Date: Tue, 25 May 93 10:22:04 -0400
From: "Chris Weider" <clw@merit.edu>
Message-Id: <9305251422.AA17930@merit.edu>
To: sollins@lcs.mit.edu, uri@bunyip.com
Subject: Response to Karen Sollins' comments and some more URN jazz
Hi gang:
As I mentioned, we are going to remove the restriction on 'human-readable'
URNs. This is because we need something human readable right off the bat, and
as Peter mentioned there is a screaming need for these types of identifiers.
But let me bounce off you all sort of the theoretical framework that I see
these fitting into (especially if you haven't read the 'Vision' paper Peter
and I wrote).
I see all three of the identifiers currently under discussion as 'objects',
if you will. There are certain functions which apply to each one...
Uniform Resource Citations (contain metainformation about the resource)
and contain one or more URNs and perhaps some URLs. Functional allowed on
Citations are : Extract_URN, Extract_URL, Extract_Fields (this allows
a user to retrieve the Author's name, for example, to then use a resource
location system to find other works about this author), Retrieve_Metainformation
(which uses the URN to retrieve all the metainformation about the resource),
and perhaps also Translate_to_local_language. I'm sure we'll come up with
others. The Uniform Citation is the only place, in my opinion, where we should
allow fragment specifiers, meaning that the smallest conceptual quantum is
the 'resource', whatever that is. Also, I believe that in the long term the
URC is the only place where the metainformation (used by humans to guide
their determination of whether to retrieve the resource) should go.
Uniform Resource Name (contains (incidentally) some metainformation about
the resource)). Functions allowed on the URN are: Retrieve_Metainformation,
Get_URLs, and perhaps Generate_Citation. Functions allowed on a set of URNs
are Remove_Duplicates. A couple of notes here: The metainformation returned by
the Retrieve_Metainformation function is the same as that returned by the
URC version, but slightly less than that of the URL version. Again, I'm sure
we'll come up with others...
Uniform Resource Locators (contains no metainformation about the resource).

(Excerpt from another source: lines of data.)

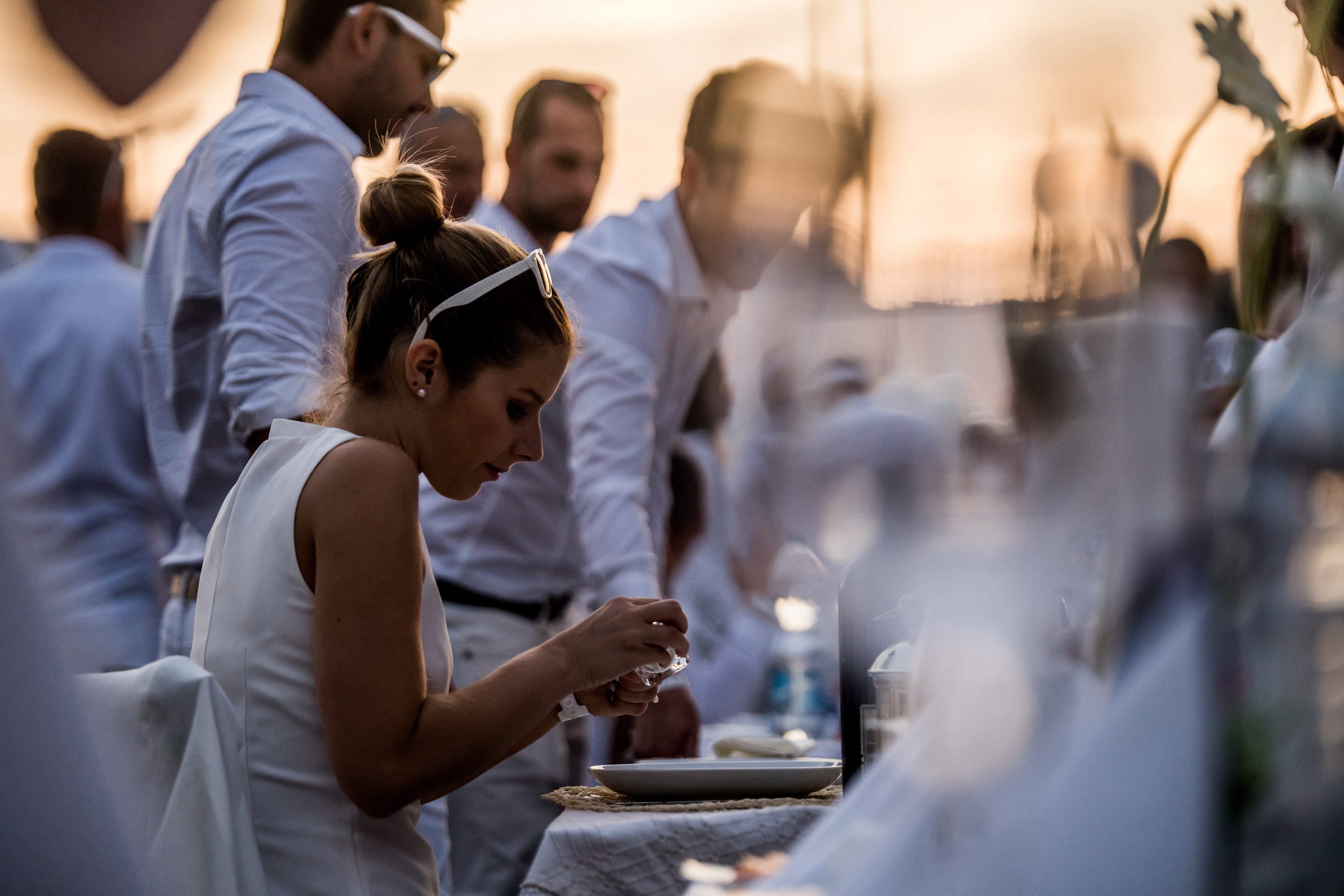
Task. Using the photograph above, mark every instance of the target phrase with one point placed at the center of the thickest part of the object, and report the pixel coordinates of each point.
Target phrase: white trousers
(496, 821)
(109, 637)
(433, 827)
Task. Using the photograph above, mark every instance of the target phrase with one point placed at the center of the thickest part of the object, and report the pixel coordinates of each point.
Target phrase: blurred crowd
(1092, 647)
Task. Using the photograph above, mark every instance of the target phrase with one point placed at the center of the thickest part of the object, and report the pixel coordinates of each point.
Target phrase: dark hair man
(448, 141)
(250, 245)
(84, 484)
(654, 291)
(249, 250)
(554, 158)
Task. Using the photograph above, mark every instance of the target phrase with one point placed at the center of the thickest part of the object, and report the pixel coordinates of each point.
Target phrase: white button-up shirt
(595, 510)
(487, 213)
(84, 487)
(244, 277)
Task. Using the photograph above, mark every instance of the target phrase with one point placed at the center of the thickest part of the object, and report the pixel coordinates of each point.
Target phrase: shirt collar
(689, 281)
(284, 91)
(72, 246)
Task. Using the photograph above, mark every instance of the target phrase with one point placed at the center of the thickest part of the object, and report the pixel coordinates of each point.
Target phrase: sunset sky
(970, 92)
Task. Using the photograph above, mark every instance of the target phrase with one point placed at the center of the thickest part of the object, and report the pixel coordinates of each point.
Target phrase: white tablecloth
(607, 854)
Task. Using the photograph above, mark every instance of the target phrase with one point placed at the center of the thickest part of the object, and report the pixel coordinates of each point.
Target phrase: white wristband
(570, 708)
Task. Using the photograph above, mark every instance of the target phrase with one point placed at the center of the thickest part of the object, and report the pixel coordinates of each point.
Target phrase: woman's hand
(627, 696)
(621, 636)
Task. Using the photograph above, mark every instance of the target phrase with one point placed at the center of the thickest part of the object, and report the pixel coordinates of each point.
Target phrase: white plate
(720, 778)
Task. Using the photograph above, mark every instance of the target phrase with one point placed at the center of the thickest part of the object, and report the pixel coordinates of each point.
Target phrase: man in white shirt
(84, 487)
(554, 155)
(450, 143)
(496, 821)
(654, 292)
(249, 250)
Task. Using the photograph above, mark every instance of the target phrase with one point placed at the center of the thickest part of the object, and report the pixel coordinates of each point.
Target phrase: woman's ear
(425, 367)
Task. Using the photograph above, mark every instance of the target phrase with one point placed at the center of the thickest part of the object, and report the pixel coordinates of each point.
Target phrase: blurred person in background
(849, 433)
(756, 487)
(1183, 281)
(732, 643)
(448, 141)
(687, 526)
(556, 159)
(654, 291)
(1275, 370)
(84, 487)
(248, 256)
(554, 155)
(250, 245)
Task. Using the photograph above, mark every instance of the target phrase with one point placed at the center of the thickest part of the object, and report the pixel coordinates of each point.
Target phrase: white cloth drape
(173, 754)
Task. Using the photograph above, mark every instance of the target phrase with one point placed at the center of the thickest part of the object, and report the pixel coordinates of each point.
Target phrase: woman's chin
(457, 491)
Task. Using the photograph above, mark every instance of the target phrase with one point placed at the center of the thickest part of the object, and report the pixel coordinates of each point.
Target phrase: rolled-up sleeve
(287, 240)
(612, 389)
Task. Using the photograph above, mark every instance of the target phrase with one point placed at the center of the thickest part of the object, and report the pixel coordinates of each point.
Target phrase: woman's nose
(530, 447)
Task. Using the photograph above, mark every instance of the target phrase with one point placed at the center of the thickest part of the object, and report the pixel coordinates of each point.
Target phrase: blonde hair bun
(401, 207)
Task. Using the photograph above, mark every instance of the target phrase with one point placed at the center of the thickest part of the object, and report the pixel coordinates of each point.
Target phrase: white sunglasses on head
(536, 262)
(421, 34)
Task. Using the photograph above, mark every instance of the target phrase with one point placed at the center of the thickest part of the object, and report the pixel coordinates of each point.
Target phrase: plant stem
(1156, 233)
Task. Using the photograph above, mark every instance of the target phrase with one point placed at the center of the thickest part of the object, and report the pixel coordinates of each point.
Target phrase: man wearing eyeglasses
(249, 250)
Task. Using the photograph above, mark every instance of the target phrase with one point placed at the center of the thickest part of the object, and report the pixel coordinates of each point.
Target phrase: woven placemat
(607, 800)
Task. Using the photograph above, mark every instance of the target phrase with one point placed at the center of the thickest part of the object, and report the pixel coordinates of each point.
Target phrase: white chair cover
(171, 751)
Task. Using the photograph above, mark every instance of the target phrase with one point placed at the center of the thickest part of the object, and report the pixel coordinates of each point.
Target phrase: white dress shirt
(902, 452)
(244, 277)
(84, 487)
(650, 323)
(487, 213)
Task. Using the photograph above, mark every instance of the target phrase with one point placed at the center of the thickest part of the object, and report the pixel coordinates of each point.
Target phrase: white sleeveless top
(255, 632)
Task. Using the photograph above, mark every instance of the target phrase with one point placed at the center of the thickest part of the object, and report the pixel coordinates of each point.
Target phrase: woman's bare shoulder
(363, 477)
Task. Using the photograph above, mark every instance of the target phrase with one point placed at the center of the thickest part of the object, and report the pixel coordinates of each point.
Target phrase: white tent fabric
(1119, 804)
(173, 753)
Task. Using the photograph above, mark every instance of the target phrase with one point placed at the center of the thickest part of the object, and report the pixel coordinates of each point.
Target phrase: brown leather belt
(548, 610)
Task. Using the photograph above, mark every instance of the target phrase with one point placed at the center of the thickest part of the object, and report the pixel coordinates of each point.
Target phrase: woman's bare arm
(358, 545)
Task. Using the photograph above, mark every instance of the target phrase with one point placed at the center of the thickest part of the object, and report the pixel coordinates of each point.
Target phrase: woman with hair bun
(318, 609)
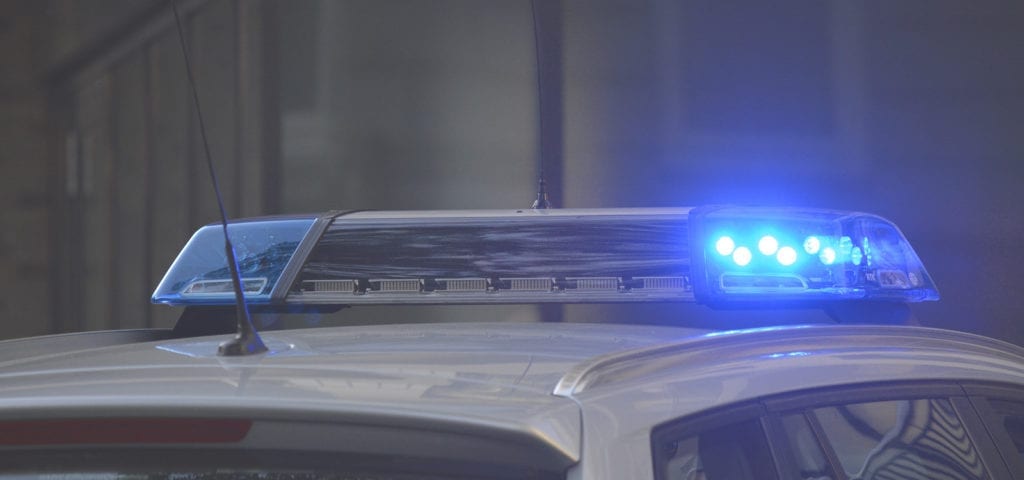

Functions allowed include: Access_Resource, Retrieve_Metainformation,
Determine_URN. The Retrieve_Metainformation function returns the standard
URN metainformation, along with any metainformation relevant to this
particular instantiation of the resource (such things as encoding schemes,
access control, size and cost, etc. This information can reasonably be expected
to change depending on the instantiation's location on the Net).
The Determine_URN function may be quite expensive (you can think of it as
an inverse address mapping) but may sometimes be required, especially early
in deployment.
One further comment on the URN human readability. I agree completely with
Karen Sollins' earlier comments about human readability. Although the
problems may seem rather remote, just think of what can happen with multiple
languages and character sets. If I'm putting lots of human usable
relevant information into the URN, then I'm doing a number of things:
I'm assuming that everyone can read my character set, I'm assuming that
everyone speaks the same language I do, and I'm assuming that everyone
has exactly the same ontology for the metainformation that I do. I think that
in a global internet, none of these assumptions are justifiable and in fact
are positively harmful. So I would like to start a drive in this group to
get the URC stuff defined as soon as possible so that we can put the
metainformation where it belongs. Many of the examples which have been given
of 'natural' metainformation to include in the URN work only because we all
speak English, many of us are in the U.S. and thus know what Time Magazine
or Scientific American is, and because we already have a fairly well
defined ontology for specifications in print materials (Volume number,
page number, etc). It's going to be much more difficult to build standard
ontologies for video resources, interactive databases, etc.